In March 2024 the NAIC announced that insurance regulators had agreed to participate in this data call to collect information about homeowners insurance for the years 2018 through 2022. This project is in response to a previously approved data collection effort by the Federal Insurance Office (FIO), which agreed not to collect the data from insurers when the NAIC announced its effort.
“In order to address the property insurance crisis, the public needs access to granular data about the market,” said CFA’s Research and Advocacy Associate Michael DeLong. “Not only should NAIC be more transparent about the current data call, it should also commit to ongoing data collection, and the Federal Insurance Office should be prepared to use its data collection authority where the NAIC effort falls short.”

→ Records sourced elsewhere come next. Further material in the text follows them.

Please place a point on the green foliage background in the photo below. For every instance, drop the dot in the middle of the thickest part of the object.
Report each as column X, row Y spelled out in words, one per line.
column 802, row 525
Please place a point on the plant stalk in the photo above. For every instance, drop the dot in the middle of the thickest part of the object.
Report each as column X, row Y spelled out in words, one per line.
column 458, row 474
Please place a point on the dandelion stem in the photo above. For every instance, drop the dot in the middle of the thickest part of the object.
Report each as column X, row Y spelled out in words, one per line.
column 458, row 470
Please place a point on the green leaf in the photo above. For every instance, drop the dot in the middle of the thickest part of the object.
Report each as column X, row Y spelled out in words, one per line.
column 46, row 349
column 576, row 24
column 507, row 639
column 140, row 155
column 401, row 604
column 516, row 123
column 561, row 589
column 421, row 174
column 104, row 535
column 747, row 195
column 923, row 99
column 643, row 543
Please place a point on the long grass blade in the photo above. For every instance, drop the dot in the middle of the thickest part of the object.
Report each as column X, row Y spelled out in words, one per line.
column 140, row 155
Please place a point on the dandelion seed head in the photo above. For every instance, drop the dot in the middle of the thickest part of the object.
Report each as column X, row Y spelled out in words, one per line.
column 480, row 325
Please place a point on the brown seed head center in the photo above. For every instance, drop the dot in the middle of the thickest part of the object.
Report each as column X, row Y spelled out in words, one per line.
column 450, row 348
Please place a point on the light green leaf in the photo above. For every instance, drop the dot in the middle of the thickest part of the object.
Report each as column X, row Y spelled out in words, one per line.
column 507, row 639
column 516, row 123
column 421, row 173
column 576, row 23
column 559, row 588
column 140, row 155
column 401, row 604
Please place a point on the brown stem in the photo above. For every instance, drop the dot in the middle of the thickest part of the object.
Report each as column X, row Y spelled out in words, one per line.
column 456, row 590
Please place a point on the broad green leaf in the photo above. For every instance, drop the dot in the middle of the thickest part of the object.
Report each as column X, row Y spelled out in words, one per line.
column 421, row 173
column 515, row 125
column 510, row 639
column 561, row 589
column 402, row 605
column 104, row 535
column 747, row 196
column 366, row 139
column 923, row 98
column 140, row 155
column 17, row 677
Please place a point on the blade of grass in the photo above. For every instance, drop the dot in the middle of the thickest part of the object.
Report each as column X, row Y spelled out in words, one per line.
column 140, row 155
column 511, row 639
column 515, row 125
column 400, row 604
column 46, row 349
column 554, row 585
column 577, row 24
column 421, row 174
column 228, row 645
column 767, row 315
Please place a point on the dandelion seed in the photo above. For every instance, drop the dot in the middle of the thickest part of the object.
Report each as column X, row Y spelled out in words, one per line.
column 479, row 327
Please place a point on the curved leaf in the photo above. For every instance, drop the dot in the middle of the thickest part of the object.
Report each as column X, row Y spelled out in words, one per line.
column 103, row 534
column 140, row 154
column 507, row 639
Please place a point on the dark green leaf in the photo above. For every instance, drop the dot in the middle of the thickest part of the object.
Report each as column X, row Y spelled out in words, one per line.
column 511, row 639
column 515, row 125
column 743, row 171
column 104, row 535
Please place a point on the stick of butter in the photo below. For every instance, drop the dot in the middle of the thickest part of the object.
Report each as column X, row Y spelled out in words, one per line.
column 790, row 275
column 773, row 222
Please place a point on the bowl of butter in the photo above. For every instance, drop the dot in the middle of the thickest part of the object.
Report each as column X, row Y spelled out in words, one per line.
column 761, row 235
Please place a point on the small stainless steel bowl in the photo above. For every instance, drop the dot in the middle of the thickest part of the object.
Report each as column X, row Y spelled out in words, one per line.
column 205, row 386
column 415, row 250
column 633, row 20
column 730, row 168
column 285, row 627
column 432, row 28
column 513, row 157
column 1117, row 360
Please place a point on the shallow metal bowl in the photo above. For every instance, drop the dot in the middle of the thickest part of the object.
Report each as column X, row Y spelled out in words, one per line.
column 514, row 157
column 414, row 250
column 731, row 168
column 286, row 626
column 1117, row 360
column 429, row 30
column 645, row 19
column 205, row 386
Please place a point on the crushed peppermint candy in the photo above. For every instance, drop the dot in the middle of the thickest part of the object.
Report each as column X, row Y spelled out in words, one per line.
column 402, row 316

“Climate-driven insurance disruptions are causing major pain for households around the country and have been acknowledged as a major threat to financial stability. In order for officials to get a handle on this crisis, we must have thorough and publicly available data,” said Jordan Haedtler, Climate Finance Specialist at Climate Cabinet. “The data being collected by FIO and the NAIC is an essential step toward state policymakers implementing FIO’s recommendations for stronger climate risk supervision. That data must be available in a way that can shape informed public policymaking.”
“As the current property insurance crisis threatens the financial health of American families, communities, and our national economy, state insurance commissioners are failing to ensure that the public and policymakers have access to information needed to secure their safety,” said Anne Perrault, Senior Climate Finance Policy Council at Public Citizen. “While insurers continued their unprecedented rate hikes, reductions in homeowner coverage, and withdrawals in 2023, the NAIC data collection effort inexplicably proposes, for example, to collect a mere portion of critical data for only the 2018-2022 period, and to keep collected data from the American public. FIO and NAIC owe it to the American public to provide a comprehensive transparent data collection effort.”
In addition to seeking clarity on the scope of the data call and highlighting the importance of public access, the groups are urging regulators to expand data collection in the future. In particular, they say, the NAIC should collect data regarding insurance for manufactured housing, condo and co-op owners, tenants, and affordable housing developers. Data should also be collected on each state’s market of last resort (including FAIR Plans and Citizens Insurance companies) as well the “force-placed” insurance that lenders take out and charge to homeowners who drop their coverage.
“The NAIC and FIO have initiated a process by which regulators, policymakers, researchers, and the public can gain desperately needed insights into America’s property insurance market and the crisis it is stirring up for communities across the nation. It is critical that the data collected not stay hidden from view and unavailable for independent analysis,” the groups wrote.